By Brook Sabin
Police are rolling out a controversial new policy which means drunks, cannabis smokers and other minor offenders may be given warnings instead of being sent to court.
Police say it will reduce the court backlog by tens of thousands each year allowing them to focus on serious offenders, but others say the police are going soft.
"This initiative enables police officers to spend less time on paperwork, less time appearing in court and more time out on the street preventing offences and focusing on more serious offending," says Supt Bill Searle.
The system has been trialled in Auckland for the past 10 months. Of the 48,000 arrested over that time, nearly 4500 ended up with just a warning.

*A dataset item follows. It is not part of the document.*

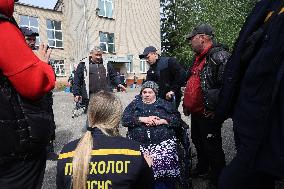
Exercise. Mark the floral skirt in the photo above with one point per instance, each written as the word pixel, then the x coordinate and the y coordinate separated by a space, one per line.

Police showed 3 News how it works. After the offender has been locked up, if they're over 17 and the offence carries less than six months' imprisonment a senior officer has the discretion to issue a warning, which will be kept on their record.
"We would argue this is a significant deterrent," says Supt Searle. "We know from similar approaches overseas a large proportion of people who receive a pre-charge warning never reoffend."
The system rolls out nationwide, from this week. Eventually, that could mean around 20,000 less offenders each year are congesting the courts.
But lawyer and former ACT MP Stephen Franks, who has studied New York's 'broken windows' crackdown on minor offences, says this scheme could backfire - big time.
"We know that offenders tend to be gamblers," he says. "If there's a prospect they won't pay any price, the research is very clear there's more offending."
Police dispute that, and say so far none of the offenders warned in their trial have reoffended.